Presentato il Trail del Viandante

Tre le distanze previste domenica

Il Gp Santi Nuova Olonio scopre le carte su un Trail del Viandante che ora sogna in grande. A pochi giornata dalla seconda edizione, in programma domenica con la triplice formula da 49, 25 e 7km il comitato organizzatore di questa kermesse podistica disegnata ai confini tra le province di Lecco e Sondrio punta dritto alla tripla cifra.
«Abbiamo al momento 700 iscritti confermati, ma sul mini trail non agonistico da 8km puntiamo a fare numeri importanti – ha esordito Gianluca Gianbelli del Gp Santi -. Invitiamo quindi gli agonisti, ma anche le famiglie con figli al seguito a vivere in prima persona quella che si preannuncia come una bellissima domenica di sport e divertimento». Presentata ai media nella sala consigliare della Comunità Montana Bassa Valtellina, questa prova ha già polverizzato il precedente primato partenti grazie alla nuova formula che la vedrà riproporre la half marathon da 25km (1370 m di dislivello positivo) con start alle 9 da Bellano e il mini trail da 7km (start ore 10 in località Posallo), affiancati da una new entry di sicuro appeal: una prova marathon da 49km con 2730 di dislivello positivo.
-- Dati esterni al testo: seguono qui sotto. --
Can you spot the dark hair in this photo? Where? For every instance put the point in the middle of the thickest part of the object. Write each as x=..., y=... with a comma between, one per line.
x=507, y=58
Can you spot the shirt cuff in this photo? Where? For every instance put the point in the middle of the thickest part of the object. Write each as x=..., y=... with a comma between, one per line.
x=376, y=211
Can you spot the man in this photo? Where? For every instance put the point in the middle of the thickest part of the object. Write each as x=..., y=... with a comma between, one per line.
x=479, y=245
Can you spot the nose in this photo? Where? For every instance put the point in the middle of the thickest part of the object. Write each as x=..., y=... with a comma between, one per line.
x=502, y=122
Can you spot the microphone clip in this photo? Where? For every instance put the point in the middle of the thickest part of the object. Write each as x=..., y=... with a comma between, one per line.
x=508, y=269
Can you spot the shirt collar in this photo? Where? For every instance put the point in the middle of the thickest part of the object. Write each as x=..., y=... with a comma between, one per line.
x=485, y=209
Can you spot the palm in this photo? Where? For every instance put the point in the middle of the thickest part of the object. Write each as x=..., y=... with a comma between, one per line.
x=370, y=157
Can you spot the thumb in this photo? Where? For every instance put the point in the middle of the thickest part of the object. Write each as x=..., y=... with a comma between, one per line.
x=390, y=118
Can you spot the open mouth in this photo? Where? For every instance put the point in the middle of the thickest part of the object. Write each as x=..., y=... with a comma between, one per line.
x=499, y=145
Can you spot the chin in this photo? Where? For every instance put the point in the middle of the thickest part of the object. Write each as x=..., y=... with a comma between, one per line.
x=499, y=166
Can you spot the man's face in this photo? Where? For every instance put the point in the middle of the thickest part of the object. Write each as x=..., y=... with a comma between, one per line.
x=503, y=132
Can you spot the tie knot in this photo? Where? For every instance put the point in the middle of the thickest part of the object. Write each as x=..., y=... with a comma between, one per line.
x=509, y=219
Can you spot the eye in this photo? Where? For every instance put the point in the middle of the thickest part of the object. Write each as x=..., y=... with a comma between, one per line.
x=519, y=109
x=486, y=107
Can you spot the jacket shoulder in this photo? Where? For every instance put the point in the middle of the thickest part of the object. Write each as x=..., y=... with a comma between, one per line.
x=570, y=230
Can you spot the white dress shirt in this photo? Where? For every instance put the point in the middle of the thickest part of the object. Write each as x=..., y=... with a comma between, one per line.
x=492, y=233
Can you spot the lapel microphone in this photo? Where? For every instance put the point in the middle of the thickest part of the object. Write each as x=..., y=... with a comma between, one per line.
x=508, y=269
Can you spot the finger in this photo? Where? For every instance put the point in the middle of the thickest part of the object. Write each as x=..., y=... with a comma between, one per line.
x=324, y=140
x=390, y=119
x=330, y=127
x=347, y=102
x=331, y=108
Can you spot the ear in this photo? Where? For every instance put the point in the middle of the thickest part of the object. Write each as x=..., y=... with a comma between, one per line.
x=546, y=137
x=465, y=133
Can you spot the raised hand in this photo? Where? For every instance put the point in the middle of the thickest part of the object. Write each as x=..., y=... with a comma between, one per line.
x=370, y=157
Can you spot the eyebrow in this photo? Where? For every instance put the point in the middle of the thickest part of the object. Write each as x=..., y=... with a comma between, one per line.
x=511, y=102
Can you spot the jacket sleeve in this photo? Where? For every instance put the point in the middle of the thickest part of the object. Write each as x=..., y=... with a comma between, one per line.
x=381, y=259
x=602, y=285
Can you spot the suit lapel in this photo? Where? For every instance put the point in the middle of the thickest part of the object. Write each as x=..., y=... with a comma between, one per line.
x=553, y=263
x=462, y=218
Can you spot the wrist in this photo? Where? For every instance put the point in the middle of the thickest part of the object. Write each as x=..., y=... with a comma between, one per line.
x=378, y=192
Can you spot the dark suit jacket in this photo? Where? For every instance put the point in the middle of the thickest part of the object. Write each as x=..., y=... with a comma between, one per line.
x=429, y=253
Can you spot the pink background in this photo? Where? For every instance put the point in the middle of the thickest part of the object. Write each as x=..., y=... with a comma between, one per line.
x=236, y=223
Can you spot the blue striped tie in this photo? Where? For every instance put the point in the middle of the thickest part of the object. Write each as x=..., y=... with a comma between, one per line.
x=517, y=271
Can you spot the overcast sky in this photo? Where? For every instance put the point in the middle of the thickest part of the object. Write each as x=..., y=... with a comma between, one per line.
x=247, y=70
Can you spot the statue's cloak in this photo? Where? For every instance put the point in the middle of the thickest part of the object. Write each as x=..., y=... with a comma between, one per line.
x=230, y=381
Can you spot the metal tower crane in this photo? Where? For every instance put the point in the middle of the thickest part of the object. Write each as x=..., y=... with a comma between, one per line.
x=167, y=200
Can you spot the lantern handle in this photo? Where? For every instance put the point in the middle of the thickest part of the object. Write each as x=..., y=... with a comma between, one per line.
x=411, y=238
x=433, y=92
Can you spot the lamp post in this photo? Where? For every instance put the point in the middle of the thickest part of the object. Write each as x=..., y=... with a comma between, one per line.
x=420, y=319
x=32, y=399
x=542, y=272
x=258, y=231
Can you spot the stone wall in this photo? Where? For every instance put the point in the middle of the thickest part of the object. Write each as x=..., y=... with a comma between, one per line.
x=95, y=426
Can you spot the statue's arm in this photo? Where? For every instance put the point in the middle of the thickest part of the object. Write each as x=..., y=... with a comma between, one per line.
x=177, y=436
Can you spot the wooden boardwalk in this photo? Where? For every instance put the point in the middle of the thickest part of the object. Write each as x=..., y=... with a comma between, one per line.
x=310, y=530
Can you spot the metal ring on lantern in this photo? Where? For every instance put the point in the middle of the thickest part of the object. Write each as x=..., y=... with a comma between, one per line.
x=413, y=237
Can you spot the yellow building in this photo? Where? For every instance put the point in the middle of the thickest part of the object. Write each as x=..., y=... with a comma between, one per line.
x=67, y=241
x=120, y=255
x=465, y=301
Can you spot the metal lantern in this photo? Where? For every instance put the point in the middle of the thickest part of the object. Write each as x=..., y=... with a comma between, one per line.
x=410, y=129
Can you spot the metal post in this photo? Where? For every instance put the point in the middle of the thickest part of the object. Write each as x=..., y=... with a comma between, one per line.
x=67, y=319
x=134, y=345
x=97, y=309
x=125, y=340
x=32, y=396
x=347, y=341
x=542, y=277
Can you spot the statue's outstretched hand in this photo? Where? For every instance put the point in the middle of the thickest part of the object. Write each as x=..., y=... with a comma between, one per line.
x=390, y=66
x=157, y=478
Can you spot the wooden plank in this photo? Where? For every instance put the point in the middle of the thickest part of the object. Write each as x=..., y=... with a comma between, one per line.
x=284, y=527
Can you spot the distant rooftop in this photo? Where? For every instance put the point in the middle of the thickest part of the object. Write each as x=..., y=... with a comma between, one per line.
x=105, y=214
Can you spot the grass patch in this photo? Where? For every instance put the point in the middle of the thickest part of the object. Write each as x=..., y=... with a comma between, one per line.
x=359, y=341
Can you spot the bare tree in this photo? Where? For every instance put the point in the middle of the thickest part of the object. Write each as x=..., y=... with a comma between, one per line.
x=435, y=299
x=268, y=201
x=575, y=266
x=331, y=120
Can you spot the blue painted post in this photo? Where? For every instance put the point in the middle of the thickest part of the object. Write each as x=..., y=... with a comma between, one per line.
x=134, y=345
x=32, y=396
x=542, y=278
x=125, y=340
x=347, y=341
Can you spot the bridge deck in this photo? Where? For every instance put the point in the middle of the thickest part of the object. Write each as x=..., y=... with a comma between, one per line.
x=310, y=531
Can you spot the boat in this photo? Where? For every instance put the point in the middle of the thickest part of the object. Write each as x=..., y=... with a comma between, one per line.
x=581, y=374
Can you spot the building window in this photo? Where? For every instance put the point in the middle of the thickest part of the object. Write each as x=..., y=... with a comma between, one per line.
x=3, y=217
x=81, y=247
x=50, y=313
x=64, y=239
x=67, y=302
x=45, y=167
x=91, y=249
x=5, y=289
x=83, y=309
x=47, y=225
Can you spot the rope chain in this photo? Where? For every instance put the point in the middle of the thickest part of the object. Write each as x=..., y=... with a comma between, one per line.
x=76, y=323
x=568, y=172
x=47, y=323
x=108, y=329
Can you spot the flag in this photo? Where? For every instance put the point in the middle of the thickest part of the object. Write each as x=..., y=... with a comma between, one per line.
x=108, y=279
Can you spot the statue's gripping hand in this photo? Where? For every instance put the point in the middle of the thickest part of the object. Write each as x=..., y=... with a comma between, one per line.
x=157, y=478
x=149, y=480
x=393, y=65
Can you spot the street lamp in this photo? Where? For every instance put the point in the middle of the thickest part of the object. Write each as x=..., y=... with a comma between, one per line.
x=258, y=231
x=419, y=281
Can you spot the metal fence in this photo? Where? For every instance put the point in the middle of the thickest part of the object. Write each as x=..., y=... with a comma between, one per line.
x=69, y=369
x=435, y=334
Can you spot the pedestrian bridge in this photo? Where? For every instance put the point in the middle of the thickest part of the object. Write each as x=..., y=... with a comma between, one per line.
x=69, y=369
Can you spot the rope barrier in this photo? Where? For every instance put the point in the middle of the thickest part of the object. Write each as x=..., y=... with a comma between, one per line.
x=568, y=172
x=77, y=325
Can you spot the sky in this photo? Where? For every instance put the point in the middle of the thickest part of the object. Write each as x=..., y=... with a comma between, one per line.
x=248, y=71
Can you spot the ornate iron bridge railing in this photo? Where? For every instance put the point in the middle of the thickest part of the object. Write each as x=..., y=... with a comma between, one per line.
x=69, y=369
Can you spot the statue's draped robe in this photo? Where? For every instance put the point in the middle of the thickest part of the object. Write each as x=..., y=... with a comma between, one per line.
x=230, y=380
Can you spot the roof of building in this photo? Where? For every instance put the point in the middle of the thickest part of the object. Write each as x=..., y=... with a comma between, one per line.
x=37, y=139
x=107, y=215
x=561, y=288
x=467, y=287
Per quest’ultima start previsto da Abbadia alle 7.30.


E' tempo di Mondiali IAU

Con la Maxi-Race di Annecy di sabato 30 maggio

Sul tracciato della Tecnica Maxi-Race, (85 km e 5.300 m D+) ad Annecy andra il scena il campionato del Mondo IAU. 39 le nazioni al via con 286 atleti a contendersi le medaglia iridate. Appuntamento sabato 30 maggio con start alle 3.30. E oltre ai Mondiali, sul lago savoiardo tutte le altre sette prove della Maxi-Race con ben 7000 iscritti.

AZZURRI -
Solida e ben assortita la selezione italiana con  Giulia Amadori, Cinzia Bertasa, Lisa Borzani, Sonia Glarey,  Cecilia Mora, Simona Morbelli, Virginia Oliveri, Maria Chiara Parigi, Filippo Canetta, Franco  Collè, Ivan Geronazzo , Christian Insam, Matteo Lucchese,  Giulio Ornati, Stefano  Ruzza, Stefano Trisconi e Marco Zanchi.

FAVORITI -
Occhi puntati su Luis Alberto Hernando, recente vincitore della Transvulcania, ma in casa spagnola al via anche Manuel Merillas secondo a Zegama, Dani Garcia-Gomez piazza d'onore alla Transvulcania. Ma ci saranno anche gli statunitensi Alex Varner, Alex Nichols e David Laney, il britannico Tom Owens, il lituano Gediminas Grinius, i norvegesi Didrik Hermansen ed Eirik Haugsnes il portoghese Carlos Sa, oltre ai padroni casa Xavier Thévenard, Sébastien Spehler, Sylvain Court, Julien Rancon, Ludovic Pommeret, Benoit Cori e Fabien Antolinos.
Nella gara femminile presente la campionesse in carica Nathalie Mauclair, ma nella selezione francese si punta anche su Maud Gobert, Caroline Chaverot, Aurélia Truel. Tra le favorite anche la spagnola Uxue Fraile, la statunitense Krissy Moehl, l'australiana Gill Fowler o la svizzera Andréa Huser.